The usage areas of autonomous vehicles are expanding day by day. In Beijing, the capital of China, technology giant Baidu and Pony.ai began commercially testing more than 100 autonomous vehicles, called L4s, for the first time. More than 100 autonomous vehicles have been put into service as taxis in an economic development zone established on a total area of 60 square kilometers in the capital. It was stated that while a personnel is still needed to ensure safety in the vehicles, passengers are informed about the price standards and payment method before boarding the vehicle.
Wang Shengnan, Baidu's manager of autonomous commercial vehicles operations, said in a statement, "We are pleased to see that the number of autopilot vehicle users has increased since the start of commercial operation on November 25. During the commercial trial period, more and more people learned about the autonomous service. The feedback is quite good and the rate of those who approve the service is over 94 percent," he said.
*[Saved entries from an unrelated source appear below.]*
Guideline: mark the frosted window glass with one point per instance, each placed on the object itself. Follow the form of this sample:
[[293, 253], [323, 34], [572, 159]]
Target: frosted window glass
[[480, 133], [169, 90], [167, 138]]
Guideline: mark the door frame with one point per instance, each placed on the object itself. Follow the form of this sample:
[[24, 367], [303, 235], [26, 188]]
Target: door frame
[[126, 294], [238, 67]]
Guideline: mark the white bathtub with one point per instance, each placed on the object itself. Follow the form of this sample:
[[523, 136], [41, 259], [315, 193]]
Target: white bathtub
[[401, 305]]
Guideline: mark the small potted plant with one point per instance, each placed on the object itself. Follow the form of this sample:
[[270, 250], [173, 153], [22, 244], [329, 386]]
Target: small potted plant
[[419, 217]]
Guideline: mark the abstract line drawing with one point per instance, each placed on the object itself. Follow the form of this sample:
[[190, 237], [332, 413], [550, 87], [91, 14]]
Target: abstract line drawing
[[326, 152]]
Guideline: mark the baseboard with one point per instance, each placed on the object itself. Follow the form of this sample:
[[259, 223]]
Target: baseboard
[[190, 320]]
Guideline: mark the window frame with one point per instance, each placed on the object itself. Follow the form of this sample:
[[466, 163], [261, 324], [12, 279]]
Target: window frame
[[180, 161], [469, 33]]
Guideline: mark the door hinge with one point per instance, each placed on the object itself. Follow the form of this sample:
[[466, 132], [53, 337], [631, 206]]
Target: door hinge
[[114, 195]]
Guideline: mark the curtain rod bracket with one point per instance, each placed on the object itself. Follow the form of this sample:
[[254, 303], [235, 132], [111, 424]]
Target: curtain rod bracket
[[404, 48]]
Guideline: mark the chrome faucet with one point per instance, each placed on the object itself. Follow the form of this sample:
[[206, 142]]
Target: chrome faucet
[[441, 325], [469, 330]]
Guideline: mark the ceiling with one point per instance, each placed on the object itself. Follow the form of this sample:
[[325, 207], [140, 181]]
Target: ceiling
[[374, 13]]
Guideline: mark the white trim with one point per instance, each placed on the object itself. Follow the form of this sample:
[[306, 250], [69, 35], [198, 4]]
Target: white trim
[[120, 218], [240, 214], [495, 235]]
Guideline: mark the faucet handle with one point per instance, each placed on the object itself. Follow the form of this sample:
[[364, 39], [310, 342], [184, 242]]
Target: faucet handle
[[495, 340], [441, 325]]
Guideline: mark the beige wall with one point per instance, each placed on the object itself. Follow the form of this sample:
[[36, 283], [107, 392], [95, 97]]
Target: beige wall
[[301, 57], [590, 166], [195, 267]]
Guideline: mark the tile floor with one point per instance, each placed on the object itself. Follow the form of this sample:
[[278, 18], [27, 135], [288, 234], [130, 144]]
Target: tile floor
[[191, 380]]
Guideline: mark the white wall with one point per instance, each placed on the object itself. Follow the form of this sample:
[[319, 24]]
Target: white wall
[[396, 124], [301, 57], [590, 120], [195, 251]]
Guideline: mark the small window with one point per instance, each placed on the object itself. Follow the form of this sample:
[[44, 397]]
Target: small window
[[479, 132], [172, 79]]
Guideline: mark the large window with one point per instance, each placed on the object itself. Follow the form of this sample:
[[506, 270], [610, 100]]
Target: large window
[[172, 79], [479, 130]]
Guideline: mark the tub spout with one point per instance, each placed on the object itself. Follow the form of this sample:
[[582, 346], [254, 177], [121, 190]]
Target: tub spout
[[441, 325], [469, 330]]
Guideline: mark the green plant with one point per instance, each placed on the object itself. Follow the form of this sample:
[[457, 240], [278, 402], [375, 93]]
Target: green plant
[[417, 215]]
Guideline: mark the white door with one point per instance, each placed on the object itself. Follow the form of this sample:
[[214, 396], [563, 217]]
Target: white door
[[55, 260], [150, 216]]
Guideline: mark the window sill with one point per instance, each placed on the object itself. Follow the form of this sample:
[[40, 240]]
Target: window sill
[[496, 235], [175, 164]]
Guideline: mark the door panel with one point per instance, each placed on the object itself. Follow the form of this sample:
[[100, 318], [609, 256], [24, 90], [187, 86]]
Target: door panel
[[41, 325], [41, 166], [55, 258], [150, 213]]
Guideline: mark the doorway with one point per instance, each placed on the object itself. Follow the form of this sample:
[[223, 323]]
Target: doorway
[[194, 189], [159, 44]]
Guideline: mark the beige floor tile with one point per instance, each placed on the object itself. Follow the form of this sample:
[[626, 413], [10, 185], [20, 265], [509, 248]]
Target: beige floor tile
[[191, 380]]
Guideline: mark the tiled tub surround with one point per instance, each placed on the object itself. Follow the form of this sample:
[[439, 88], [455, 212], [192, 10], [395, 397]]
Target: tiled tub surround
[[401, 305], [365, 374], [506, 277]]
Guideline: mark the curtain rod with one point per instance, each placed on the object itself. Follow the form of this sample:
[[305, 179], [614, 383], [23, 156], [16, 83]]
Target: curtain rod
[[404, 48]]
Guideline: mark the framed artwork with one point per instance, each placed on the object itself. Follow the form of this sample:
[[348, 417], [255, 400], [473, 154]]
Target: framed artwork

Wang said, "The charge for the autonomous driving service is mainly for the purpose of validating the designed scenarios, improving our technology and optimizing the customers' experience. That's why we have not set any quantitative targets for the commercial operation at the moment. After receiving the users' feedback and advice, we We will strive to further optimize our operational process and product design so that the service can be used more easily and frequently in the future.”
Ouyang Rihui, Deputy Dean of the China Internet Economics Research Center, said: "The ability to commercialize autonomous driving on a large scale depends on technology and we still need to work on independent innovations. Autonomous driving also includes vehicle-road coordination or infrastructure-related issues. Moreover, "It can also depend on consumers' perspectives on the industry. It takes some time for consumers to accept new technology, especially those associated with their personal safety."